Write your own network protocol to connect to LULZ. Along with your own compiler for html and JavaScript. Don't use anything anyone else has built if you don't fully understand every detail.
are you being genuine or making a facetious strawman?
I want you to curb your hyperbolic statement. Otherwise I would expect you to rely only on code you've written. You can even take it further to the material world and start pressing your own silicone.
>he doesnt make his apple pie from scratch
ngmi
This looks like Google. A company that so swallowed the diversity pill there are less than 10 people that know how it all comes together.
The whole pill type thing you talk about is interesting
They see a productive enterprise and think it is the enterprise that is productive not the component individuals
They say, hey, it is no fair that the components get the benefits of the success of the enterprise, then, they say, we must replace the components with components that did not sustain the enterprise before, and are generally untested
Voila america falls the fuck apart lmao
the thing with this is that it's less about the npm ecosystem and more about how broken JS is as a language and how fucking inept the ECMAScript committee is at adding in features that are standard in many other languages. it's a symptom of the problem, not the cause.
Other libraries (less reliant on basic faults of the language) also caused similar issues though less severe. IIRC, there were similar issues with JSON parsers (JSON.net and Newtonsoft) and .NET.
Why isn't there an actual graph of this? Should be pretty easy to build using d3
Stop using Open-soros basedftware. Easy as pie.

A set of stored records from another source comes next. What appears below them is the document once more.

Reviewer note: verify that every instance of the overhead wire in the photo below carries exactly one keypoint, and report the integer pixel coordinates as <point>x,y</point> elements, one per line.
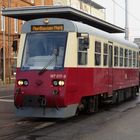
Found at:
<point>129,13</point>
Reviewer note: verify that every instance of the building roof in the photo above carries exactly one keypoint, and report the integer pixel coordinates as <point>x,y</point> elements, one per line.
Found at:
<point>66,12</point>
<point>94,4</point>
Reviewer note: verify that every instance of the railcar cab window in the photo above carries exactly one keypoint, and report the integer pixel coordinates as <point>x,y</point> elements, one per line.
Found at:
<point>116,52</point>
<point>97,53</point>
<point>105,54</point>
<point>44,50</point>
<point>121,57</point>
<point>83,45</point>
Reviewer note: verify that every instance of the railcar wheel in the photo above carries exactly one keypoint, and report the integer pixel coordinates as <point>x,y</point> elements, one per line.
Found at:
<point>88,105</point>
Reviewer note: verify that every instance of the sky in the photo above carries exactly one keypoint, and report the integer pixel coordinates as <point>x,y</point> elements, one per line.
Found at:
<point>115,13</point>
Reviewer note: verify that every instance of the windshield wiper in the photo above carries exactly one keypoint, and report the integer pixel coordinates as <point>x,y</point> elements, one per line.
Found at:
<point>45,67</point>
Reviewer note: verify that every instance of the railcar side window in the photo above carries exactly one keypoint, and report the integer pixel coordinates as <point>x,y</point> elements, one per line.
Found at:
<point>97,53</point>
<point>82,52</point>
<point>130,58</point>
<point>105,54</point>
<point>126,57</point>
<point>121,57</point>
<point>116,56</point>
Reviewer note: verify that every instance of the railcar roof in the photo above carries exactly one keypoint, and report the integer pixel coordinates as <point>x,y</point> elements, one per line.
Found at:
<point>111,37</point>
<point>65,12</point>
<point>74,26</point>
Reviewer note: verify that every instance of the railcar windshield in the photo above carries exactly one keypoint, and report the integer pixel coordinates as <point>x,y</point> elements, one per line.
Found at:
<point>44,50</point>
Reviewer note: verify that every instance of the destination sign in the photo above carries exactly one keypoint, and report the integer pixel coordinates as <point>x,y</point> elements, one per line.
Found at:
<point>47,28</point>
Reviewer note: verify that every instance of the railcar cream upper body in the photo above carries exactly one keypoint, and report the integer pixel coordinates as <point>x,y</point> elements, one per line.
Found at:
<point>72,27</point>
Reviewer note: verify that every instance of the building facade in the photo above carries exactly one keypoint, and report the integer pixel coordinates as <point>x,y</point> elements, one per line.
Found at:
<point>10,29</point>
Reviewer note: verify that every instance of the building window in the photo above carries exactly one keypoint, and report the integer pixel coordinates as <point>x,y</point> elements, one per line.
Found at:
<point>130,58</point>
<point>116,56</point>
<point>2,23</point>
<point>97,53</point>
<point>121,57</point>
<point>105,54</point>
<point>126,57</point>
<point>134,59</point>
<point>15,26</point>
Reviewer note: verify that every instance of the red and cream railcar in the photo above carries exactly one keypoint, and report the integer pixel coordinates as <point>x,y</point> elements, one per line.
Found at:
<point>65,66</point>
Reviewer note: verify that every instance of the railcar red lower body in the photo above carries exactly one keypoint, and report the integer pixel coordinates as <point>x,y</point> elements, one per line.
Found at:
<point>41,94</point>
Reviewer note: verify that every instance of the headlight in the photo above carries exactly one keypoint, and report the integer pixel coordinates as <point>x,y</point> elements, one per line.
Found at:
<point>22,82</point>
<point>58,83</point>
<point>61,83</point>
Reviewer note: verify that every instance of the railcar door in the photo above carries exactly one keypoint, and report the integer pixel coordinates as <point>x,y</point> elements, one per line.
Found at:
<point>110,69</point>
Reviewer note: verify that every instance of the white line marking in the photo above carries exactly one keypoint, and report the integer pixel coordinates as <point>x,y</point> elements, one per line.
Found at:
<point>7,100</point>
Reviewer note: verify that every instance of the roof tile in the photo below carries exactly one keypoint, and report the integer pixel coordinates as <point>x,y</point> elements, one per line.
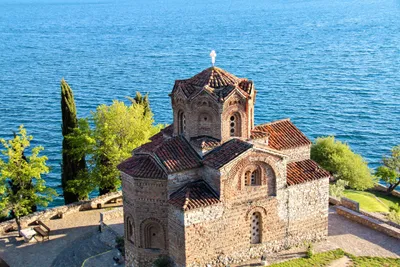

the internet wouldn't exist in the form we know it today if it wasn't for the idea of open source software. it would be been monetized from the start since you have to pay for software licenses on top of bandwidth/storage/etc.
though i don't expect /misc/troon tourists like you to know anything about that or the history of the internet
>the internet wouldn't exist in the form we know it today if it wasn't for the idea of open source software
Good.
>it would be been monetized from the start since you have to pay for software licenses
They'd just charge more for your data.
Internet is already monetized, you have to pay for broadband. I doubt open source software is that expensive to maintain.
Also, the internet was created to survive a nuclear attack, one that would come from the very same communists you seem to idolize.
i didn't realize russians were communist? the contrarianism in this thread is off the charts
Lenin's corpse is still on display.
imagine thinking of fucking modes of production as teams in a zero sum sports game. go to bed, grandpa. the cold war is over
Open source doesn't work, will collapse like anything communist.
By hiring people to reimplement/manage their own equivalents. Unsurprisingly, nobody wants to go through the expense.
lmao no way this is real
>picrel
>isArray()
>72 dependencies
Total webdev death. Kill webdevs. Behead webdevs. Roundhouse kick webdevs into the concrete. Crucify webdevs. Launch webdevs into the sun.
>72 dependencies
I think they meant there were 72 packages that depended on it, not that it depended on 72 packages.
>toString.call(arr)
what is this fuckery? why not just do
>arr.toString()
Because arr may be null, duh.
i dont really know but every data type has a toString() method which is different from Object.toString
The most horrifying thing about this is that Array.isArray exists.